Now, the most effective strategy against Vick is to blitz him. Early and often. Even Browns defensive coordinator Dick Jauron, who doesn't ordinarily like to blitz, sent extra rushers after Vick, mostly off the weakside. They even used those slot corner blitzes that the Vikings employed 2 years ago to upset the Eagles in that Tuesday night game after Christmas that cost the Eagles a shot at a playoff bye.
Vick's poor recognition of those blitzes, particularly since he had an entire offseason and summer to get ready for them, was disturbing.
He completed just eight of 17 passes for 135 yards when the Browns sent extra rushers Sunday. Both of his sacks came on blitzes. So did one of his four picks. He finished with a 49.9 passer rating against the blitz.
Last year, he was only a little better. He had a 65.5 passer rating against the blitz. Eighteen of his 23 sacks and 11 of his 14 interceptions came on plays when opponents sent extra rushers.

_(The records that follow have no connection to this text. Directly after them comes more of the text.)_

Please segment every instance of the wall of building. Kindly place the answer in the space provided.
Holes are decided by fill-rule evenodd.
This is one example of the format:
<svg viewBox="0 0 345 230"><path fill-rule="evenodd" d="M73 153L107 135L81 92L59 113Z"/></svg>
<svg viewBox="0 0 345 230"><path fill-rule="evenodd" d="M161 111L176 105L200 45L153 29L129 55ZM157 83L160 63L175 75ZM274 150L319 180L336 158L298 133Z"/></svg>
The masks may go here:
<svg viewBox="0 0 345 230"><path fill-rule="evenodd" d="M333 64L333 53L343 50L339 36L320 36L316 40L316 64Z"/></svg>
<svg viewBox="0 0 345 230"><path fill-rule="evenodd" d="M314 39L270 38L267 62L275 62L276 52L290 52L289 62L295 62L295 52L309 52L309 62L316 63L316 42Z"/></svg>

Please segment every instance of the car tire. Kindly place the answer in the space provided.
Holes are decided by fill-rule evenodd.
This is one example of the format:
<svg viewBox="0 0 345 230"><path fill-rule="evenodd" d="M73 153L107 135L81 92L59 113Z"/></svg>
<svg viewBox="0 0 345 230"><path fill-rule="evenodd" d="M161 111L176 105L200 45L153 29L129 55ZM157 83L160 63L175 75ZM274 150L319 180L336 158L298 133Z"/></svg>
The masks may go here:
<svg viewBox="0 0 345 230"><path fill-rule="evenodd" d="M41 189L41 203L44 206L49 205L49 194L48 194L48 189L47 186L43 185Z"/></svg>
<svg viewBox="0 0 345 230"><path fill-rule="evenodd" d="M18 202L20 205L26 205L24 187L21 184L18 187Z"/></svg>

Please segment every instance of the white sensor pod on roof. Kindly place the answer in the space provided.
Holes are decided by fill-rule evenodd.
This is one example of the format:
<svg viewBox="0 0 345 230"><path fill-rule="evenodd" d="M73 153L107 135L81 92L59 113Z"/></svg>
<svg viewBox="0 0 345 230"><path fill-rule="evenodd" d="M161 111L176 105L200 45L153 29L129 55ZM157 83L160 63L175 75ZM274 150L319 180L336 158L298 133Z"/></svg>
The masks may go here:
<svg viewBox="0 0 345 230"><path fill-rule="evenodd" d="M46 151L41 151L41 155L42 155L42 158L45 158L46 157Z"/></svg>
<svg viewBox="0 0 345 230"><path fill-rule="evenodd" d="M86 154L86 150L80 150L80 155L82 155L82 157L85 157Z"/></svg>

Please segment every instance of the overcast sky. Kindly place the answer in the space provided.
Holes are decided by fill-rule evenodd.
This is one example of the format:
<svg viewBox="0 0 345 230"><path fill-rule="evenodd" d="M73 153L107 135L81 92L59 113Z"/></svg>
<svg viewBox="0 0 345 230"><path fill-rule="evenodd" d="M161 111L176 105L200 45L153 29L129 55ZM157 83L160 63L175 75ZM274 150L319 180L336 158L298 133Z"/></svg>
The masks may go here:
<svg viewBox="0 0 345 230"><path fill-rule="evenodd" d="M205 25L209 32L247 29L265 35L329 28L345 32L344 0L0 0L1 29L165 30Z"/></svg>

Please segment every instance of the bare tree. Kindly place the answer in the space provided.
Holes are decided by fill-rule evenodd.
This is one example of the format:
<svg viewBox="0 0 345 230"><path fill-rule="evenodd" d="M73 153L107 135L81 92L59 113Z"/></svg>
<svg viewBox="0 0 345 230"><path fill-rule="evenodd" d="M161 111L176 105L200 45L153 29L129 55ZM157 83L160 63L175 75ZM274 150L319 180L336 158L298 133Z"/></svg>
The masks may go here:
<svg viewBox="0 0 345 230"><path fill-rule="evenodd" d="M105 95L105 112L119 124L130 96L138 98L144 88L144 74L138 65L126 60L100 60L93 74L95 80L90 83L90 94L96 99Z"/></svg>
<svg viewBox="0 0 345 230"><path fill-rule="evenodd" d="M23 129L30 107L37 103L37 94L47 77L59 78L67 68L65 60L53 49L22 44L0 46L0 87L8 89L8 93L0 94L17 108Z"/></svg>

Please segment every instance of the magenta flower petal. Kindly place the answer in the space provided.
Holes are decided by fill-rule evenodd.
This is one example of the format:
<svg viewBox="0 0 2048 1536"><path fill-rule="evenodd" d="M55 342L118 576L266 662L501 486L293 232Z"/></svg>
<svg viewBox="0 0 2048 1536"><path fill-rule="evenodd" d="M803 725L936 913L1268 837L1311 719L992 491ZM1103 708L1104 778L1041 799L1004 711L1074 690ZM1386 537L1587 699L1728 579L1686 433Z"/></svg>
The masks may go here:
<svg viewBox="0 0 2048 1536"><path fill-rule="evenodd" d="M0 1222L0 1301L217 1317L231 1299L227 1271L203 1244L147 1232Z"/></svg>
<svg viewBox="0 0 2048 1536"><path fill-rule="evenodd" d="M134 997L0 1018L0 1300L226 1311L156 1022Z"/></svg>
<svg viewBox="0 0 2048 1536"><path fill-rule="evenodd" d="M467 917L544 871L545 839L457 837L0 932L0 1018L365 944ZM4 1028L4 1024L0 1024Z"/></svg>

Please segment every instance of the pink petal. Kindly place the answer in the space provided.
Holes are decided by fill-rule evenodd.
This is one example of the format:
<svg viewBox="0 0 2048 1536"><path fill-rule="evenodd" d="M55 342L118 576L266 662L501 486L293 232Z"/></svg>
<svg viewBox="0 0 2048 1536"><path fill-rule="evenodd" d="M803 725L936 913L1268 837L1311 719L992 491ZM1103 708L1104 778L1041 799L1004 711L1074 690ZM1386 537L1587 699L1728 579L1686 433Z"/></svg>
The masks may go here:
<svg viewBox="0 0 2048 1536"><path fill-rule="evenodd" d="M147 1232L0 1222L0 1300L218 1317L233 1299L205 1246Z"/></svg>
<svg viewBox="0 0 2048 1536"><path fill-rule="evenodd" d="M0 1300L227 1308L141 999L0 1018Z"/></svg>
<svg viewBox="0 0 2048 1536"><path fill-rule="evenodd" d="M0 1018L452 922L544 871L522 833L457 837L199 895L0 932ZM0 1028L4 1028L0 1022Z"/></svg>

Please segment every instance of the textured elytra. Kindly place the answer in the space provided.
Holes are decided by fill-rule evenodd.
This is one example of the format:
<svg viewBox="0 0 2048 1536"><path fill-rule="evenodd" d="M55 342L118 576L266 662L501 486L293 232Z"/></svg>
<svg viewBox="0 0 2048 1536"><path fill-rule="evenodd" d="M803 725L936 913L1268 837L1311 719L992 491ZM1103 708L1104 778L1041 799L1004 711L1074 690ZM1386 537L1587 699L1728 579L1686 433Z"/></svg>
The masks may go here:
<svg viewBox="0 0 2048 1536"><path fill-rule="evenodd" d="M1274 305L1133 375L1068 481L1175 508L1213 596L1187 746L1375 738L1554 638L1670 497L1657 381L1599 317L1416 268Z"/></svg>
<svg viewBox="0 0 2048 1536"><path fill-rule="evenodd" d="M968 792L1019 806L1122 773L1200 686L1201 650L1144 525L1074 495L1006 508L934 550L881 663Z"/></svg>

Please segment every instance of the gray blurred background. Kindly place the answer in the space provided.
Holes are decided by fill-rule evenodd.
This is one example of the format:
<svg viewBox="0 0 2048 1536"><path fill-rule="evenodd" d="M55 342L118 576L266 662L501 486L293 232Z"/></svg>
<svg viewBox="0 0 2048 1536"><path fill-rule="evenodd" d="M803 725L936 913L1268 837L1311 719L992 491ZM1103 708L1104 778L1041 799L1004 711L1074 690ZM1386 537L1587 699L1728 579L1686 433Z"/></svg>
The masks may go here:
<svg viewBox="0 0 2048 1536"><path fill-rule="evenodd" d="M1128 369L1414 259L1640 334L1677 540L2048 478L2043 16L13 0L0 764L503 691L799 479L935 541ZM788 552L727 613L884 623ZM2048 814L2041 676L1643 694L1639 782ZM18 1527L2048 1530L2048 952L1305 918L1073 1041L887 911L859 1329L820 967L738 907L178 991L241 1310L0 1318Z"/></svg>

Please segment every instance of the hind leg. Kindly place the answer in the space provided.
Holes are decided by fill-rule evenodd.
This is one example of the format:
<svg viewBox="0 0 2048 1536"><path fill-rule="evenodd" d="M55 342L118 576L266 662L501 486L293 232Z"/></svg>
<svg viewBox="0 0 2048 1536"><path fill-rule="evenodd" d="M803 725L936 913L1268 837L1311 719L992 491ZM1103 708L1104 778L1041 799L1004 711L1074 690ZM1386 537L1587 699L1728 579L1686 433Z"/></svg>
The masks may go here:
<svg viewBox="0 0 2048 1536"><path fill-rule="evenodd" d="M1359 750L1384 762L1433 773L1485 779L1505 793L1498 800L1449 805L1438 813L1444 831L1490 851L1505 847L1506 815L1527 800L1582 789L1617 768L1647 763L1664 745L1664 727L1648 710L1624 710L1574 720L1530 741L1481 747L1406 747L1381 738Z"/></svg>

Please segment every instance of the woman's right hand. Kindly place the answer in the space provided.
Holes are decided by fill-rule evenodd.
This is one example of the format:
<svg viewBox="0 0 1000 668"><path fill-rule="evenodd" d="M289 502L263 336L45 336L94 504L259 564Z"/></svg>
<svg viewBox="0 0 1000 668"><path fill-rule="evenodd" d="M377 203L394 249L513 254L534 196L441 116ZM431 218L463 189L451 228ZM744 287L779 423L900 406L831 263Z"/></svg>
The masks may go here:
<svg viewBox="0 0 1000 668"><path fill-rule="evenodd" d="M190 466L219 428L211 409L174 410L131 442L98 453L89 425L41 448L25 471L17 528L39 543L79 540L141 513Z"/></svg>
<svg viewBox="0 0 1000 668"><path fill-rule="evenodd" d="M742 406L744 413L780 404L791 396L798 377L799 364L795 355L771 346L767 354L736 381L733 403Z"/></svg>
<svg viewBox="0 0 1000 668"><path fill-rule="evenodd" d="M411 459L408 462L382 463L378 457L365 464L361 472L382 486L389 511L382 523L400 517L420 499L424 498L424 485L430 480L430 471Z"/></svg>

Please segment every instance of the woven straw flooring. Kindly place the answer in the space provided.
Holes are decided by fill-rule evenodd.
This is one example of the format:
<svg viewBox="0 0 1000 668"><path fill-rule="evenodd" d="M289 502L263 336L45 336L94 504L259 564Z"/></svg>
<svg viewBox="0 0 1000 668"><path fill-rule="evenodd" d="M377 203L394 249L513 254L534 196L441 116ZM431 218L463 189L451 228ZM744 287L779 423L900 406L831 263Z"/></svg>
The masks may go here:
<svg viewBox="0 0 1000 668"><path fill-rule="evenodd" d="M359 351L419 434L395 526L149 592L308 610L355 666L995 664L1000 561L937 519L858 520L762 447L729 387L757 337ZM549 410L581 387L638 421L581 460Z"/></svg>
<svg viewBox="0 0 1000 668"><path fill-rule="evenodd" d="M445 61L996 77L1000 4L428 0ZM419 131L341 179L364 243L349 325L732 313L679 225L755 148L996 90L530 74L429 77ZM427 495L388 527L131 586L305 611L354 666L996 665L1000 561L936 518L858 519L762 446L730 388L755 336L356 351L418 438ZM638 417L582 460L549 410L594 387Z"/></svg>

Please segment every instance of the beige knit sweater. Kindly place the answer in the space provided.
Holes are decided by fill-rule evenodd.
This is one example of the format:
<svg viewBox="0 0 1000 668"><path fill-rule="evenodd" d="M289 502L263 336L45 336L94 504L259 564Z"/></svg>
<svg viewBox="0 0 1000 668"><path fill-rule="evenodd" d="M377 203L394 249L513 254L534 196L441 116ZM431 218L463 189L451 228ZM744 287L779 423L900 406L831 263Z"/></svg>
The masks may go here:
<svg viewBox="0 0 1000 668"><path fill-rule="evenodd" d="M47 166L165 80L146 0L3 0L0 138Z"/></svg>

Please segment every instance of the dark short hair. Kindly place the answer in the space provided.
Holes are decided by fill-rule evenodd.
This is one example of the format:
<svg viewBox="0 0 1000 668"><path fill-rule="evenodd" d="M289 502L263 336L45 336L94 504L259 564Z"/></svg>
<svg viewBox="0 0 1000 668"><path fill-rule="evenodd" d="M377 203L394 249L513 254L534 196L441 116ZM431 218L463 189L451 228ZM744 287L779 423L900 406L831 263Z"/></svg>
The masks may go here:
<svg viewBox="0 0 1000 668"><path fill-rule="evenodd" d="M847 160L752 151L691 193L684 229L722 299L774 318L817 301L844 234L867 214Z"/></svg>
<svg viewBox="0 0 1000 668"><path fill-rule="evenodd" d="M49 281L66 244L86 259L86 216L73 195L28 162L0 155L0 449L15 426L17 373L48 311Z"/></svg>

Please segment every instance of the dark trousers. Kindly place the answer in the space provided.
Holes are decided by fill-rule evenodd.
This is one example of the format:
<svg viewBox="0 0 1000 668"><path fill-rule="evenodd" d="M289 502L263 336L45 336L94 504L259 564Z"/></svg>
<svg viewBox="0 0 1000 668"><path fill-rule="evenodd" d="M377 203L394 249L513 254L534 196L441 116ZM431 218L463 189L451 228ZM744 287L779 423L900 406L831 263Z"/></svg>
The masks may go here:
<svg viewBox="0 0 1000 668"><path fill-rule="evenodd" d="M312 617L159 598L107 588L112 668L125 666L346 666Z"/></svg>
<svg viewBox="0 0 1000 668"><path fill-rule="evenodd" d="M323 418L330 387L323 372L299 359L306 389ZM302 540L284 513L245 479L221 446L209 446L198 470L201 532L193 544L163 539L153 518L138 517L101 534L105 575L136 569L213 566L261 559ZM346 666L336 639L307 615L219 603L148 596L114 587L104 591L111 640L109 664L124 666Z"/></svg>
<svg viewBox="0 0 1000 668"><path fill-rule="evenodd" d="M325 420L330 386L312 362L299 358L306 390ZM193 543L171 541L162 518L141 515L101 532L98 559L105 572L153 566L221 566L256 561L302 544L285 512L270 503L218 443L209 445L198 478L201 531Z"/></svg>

By comparison, the Cowboys' Tony Romo had an 85.1 passer rating against the blitz last year, including only three interceptions. The Giants' Eli Manning had a 98.4 passer rating against the blitz. Even the Redskins' Rex Grossman had a better blitz passer rating than Vick (74.5).
On Sunday, Vick will face a Ravens defense that's going to be considerably more tenacious than the one he faced this week. It sacked the Bengals' Andy Dalton four times and held him without a touchdown pass in the Ravens' 44-13, Monday night win.
The Ravens blitzed Dalton 16 times. He completed just six of 14 passes against extra rushers, was sacked twice and threw an interception.
They will blitz at least that much against Vick on Sunday. And if Vick isn't any better prepared for it than he was last Sunday, Reid is going to have an interesting decision to make.